The following table gives possible ranges of absolute approximation error $\varepsilon$ of $\mathtt{getRatioAtTick}^{-1}(y)$ for $i \in \{0, \dots, 10\}$:
| $i$ | $\min \varepsilon$ | $\max \varepsilon$ | $P$ |
| ---- | ------------------ | ------------------ | --- |
| $0$ | $-69.68$ | $0.01005$ | |
| $1$ | $-34.85$ | $0.01005$ | |
| $2$ | $-17.43$ | $0.01005$ | |
| $3$ | $-8.718$ | $0.01005$ | |
| $4$ | $-4.364$ | $0.01005$ | |
| $5$ | $-2.187$ | $0.01005$ | |
| $6$ | $-1.099$ | $0.01005$ | |
| $7$ | $-0.5543$ | $0.01005$ | $57\%$ |
| $8$ | $-0.2822$ | $0.01005$ | $30\%$ |
| $9$ | $-0.1462$ | $0.01005$ | $16\%$ |
| $10$ | $-0.07808$ | $0.01005$ | $9\%$ |
For $i \geqslant 7$ at most one call to $\mathrm{getRatioAtTick}$ is needed to return bit-perfect $\mathrm{getRatioAtTick}^{-1} x$ value. The probability $P$ of $\mathrm{getRatioAtTick}$ call is shown in the last column.
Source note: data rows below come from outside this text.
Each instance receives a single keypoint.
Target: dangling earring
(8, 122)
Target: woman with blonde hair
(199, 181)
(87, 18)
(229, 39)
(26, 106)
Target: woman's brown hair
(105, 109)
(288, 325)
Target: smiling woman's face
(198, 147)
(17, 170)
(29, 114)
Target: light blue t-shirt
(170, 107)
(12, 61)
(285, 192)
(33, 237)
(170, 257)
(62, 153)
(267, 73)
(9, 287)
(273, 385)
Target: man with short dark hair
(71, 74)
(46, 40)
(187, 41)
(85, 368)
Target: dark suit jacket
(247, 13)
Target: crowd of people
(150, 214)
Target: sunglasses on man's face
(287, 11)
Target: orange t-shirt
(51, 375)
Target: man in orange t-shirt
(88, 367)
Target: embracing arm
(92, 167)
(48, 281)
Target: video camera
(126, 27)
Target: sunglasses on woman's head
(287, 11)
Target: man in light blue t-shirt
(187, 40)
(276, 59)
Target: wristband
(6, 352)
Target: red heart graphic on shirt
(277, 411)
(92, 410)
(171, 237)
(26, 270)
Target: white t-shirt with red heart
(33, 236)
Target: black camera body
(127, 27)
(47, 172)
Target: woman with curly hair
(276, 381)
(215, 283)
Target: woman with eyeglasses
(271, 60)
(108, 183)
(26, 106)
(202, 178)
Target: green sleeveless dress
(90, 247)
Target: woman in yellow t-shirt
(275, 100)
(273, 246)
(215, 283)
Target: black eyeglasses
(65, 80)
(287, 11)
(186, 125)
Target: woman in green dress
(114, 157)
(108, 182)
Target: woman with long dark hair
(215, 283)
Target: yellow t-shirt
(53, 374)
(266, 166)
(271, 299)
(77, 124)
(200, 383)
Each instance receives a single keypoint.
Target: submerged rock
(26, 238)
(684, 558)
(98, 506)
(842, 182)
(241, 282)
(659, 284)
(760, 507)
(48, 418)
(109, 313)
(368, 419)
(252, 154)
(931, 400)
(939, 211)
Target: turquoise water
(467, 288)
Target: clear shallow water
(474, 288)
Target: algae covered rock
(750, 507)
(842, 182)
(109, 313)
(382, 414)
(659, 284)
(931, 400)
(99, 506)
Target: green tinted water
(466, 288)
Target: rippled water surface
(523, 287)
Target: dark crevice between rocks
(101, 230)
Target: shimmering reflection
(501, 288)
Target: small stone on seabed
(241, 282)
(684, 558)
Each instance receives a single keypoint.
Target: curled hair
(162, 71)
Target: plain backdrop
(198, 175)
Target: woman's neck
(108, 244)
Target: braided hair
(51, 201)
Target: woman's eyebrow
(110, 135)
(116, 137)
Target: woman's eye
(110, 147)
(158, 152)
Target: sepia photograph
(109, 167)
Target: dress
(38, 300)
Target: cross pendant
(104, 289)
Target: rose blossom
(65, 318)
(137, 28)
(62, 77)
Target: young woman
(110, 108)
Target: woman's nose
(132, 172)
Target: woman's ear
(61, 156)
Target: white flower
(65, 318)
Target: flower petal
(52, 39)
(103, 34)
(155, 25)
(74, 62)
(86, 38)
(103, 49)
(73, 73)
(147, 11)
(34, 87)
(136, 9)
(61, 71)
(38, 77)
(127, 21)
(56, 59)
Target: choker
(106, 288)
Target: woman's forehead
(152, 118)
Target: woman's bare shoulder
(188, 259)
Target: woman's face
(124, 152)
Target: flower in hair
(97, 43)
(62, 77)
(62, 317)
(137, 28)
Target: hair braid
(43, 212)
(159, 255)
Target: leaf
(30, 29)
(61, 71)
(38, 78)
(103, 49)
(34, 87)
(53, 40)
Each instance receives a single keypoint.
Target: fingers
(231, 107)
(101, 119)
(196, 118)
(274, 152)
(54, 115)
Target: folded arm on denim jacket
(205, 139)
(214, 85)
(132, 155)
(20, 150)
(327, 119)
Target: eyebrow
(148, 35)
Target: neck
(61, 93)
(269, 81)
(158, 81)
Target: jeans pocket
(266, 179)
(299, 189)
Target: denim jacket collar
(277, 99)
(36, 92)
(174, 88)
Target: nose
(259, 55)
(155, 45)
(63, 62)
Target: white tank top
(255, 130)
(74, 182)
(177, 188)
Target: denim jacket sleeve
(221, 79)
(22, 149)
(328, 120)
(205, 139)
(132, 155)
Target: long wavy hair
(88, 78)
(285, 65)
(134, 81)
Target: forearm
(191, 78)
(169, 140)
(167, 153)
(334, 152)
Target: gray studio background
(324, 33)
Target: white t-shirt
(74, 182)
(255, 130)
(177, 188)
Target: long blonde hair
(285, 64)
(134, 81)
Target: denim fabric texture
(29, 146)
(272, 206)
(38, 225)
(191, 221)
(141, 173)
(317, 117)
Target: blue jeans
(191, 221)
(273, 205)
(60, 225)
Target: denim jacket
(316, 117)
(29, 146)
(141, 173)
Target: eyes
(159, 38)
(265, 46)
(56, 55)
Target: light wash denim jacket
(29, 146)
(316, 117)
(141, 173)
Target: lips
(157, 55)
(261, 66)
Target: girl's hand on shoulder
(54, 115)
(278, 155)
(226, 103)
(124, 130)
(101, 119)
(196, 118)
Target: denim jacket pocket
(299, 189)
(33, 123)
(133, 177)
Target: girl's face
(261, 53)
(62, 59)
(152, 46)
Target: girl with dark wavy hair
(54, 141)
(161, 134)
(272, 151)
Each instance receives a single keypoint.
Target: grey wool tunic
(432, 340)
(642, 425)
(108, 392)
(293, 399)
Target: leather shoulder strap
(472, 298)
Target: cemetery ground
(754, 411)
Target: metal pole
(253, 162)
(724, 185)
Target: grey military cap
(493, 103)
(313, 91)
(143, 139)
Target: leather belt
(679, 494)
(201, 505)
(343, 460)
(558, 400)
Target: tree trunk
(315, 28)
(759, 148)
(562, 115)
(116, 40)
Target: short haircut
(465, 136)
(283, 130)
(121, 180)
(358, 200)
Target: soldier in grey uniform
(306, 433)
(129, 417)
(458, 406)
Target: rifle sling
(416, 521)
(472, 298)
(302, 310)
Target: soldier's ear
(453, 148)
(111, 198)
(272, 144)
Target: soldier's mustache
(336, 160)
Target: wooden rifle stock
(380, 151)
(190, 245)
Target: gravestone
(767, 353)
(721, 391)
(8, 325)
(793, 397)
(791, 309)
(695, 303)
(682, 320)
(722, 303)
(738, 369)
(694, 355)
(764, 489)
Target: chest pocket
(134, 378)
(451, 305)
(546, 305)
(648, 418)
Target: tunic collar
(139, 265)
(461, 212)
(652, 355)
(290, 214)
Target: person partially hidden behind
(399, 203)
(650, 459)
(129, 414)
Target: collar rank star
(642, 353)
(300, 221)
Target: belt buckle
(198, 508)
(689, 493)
## Choosing The Right $i$ (fine ticks)
What we need is to calculate for given positive value $y$ the maximum integer $x$ such that $\mathtt{getRatioAtTick}(x) \leqslant y$. Basically we need to solve the following inequation in integer numbers:
$$
\mathtt{getRatioAtTick}(x) \leqslant y < \mathtt{getRatioAtTick}(x + 1)
$$
or
$$
x \leqslant \mathtt{getRatioAtTick}^{-1}(y) < x + 1
$$
Thus:
$$
x = \left\lfloor\mathtt{getRatioAtTick}^{-1}(y)\right\rfloor
$$
Once we know, that $\mathtt{getRatioAtTick}^{-1}(y) \in \left[x_{min};x_{max}\right]$, then $x \in \left[\left\lfloor x_{min}\right\rfloor; \left\lfloor x_{max}\right\rfloor\right]$. When $x_{max} - x_{min} < 1$ there are at most two integer values fitting into range $\left[\left\lfloor x_{min}\right\rfloor; \left\lfloor x_{max}\right\rfloor\right]$, thus the right value could be chosen by calling $\mathtt{getRatioAtTick}$ function at most once.
The following table gives possible ranges of absolute approximation error $\varepsilon$ of $\mathtt{getRatioAtTick}^{-1}(y)$ for $i \in \{0, \dots, 20\}$:
| $i$ | $\min \varepsilon$ | $\max \varepsilon$ | $P$ |
| ---- | ------------------ | ------------------ | --- |
| $0$ | $-13863.6$ | $0.0100005$ | |
| $1$ | $-6931.83$ | $0.0100005$ | |
| $2$ | $-3465.92$ | $0.0100005$ | |
| $3$ | $-1732.96$ | $0.0100005$ | |
| $4$ | $-866.487$ | $0.0100005$ | |
| $5$ | $-433.249$ | $0.0100005$ | |
| $6$ | $-216.629$ | $0.0100005$ | |
| $7$ | $-108.32$ | $0.0100005$ | |
| $8$ | $-54.1648$ | $0.0100005$ | |
| $9$ | $-27.0874$ | $0.0100005$ | |
| $10$ | $-13.5487$ | $0.0100005$ | |
| $11$ | $-6.77935$ | $0.0100005$ | |
| $12$ | $-3.39468$ | $0.0100005$ | |
| $13$ | $-1.70234$ | $0.0100005$ | |
| $14$ | $-0.85617$ | $0.0100005$ | 86% |
| $15$ | $-0.433085$ | $0.0100005$ | 44% |
| $16$ | $-0.221543$ | $0.0100005$ | 23% |
| $17$ | $-0.115772$ | $0.0100005$ | 12% |
| $18$ | $-0.0628861$ | $0.0100005$ | 7% |
| $19$ | $-0.0364433$ | $0.0100005$ | 4% |
| $20$ | $-0.0232219$ | $0.0100005$ | 3% |
For $i \geqslant 14$ at most one call to $\mathrm{getRatioAtTick}$ is needed to return bit-perfect $\mathrm{getRatioAtTick}^{-1} x$ value. The probability $P$ of $\mathrm{getRatioAtTick}$ call is shown in the last column.